There was another sound, and when I opened my eyes, he was standing upright, looking down at me with trepidation, even a little disgust.
“Goddamn it,” he said, seething. “Goddamn you! No fear. Not an ounce of fucking fear. You invite—you invite—destruction. What’s the world to you, huh? A place to die in? You aren’t even a girl—you’re a…you’re a tragedy. There isn’t a monster in the world—not a monster in the world till he meets an eager victim.”
He reeled backward, and I thought he might fall, but he recovered himself.
“How come?” he said, almost pleading now. “How come you aren’t afraid?”
I wanted to tell him that I was afraid. But his fury was wide—he raged against things larger than just me.
“You can’t—” he started, then he used his sleeve to wipe his mouth. “You can’t rub yourself against death like that.

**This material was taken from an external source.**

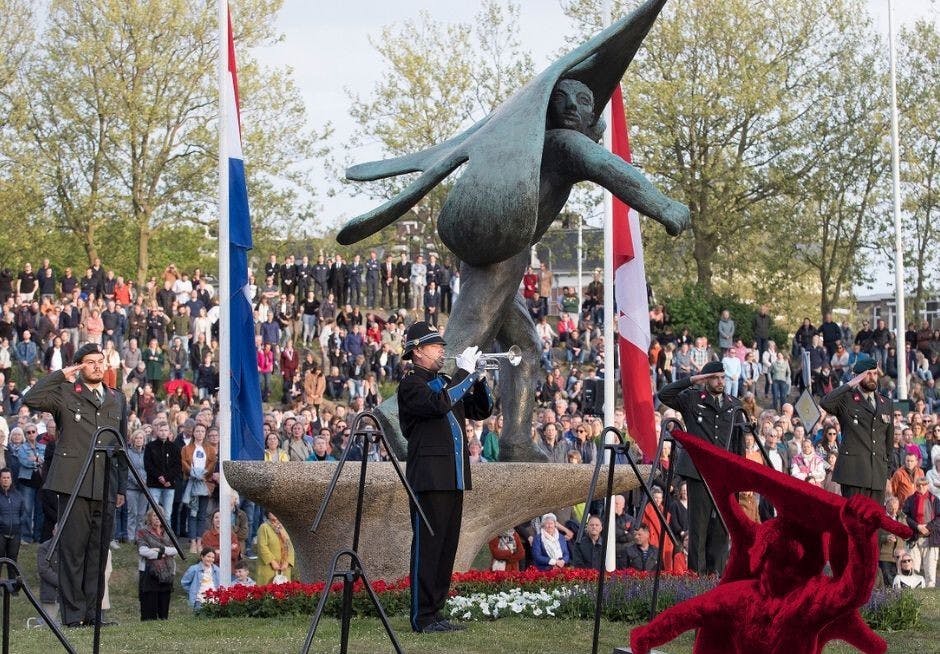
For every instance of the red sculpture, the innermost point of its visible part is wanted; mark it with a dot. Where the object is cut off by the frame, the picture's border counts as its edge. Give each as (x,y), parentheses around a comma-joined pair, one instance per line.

You just can’t.”
He wanted me to understand. There was a desperation in his eyes. He shook his head, and he collapsed onto the bench again. For a long time he said nothing but just looked out at the scattered stars.
Then he said:
“Your mother, she was the same way.”
“You weren’t lying, were you?” I said. “I mean, the things you said about running with my mother. Those weren’t lies.”
He just looked at me for a long time. I wondered what he saw in that frilled pink gown. Whatever it was, he must have deemed it fit.
He drank again and leaned forward, resting his elbows on his knees. “All right,” he said then. “Time for another story. Last one. Are you ready?”
“Yes.” I held my breath. I clutched at the fabric of my dress, wanting to tear it.
We sat side by side. He looked straight ahead, and I looked straight ahead, and it was no conversation. It was a kind of shared aloneness—words dropped in the void, verbal flotsam for whoever might see fit to collect it.
“She never went breach,” he said. “You were right about that. That was a true thing. She was never a real breacher. It was something wrong with her maybe, her genes. Something didn’t click like it was supposed to. She didn’t feel the drive. No natural love of the night. But this is what you didn’t know. She pretended. It was when it happened to your father. She wanted to run with him. So she pretended, and he kept her secret. Nobody knew. She took her clothes off, just like the rest of them, and she ran. You think about it the right way, it’s romantic. Her and him—the night.”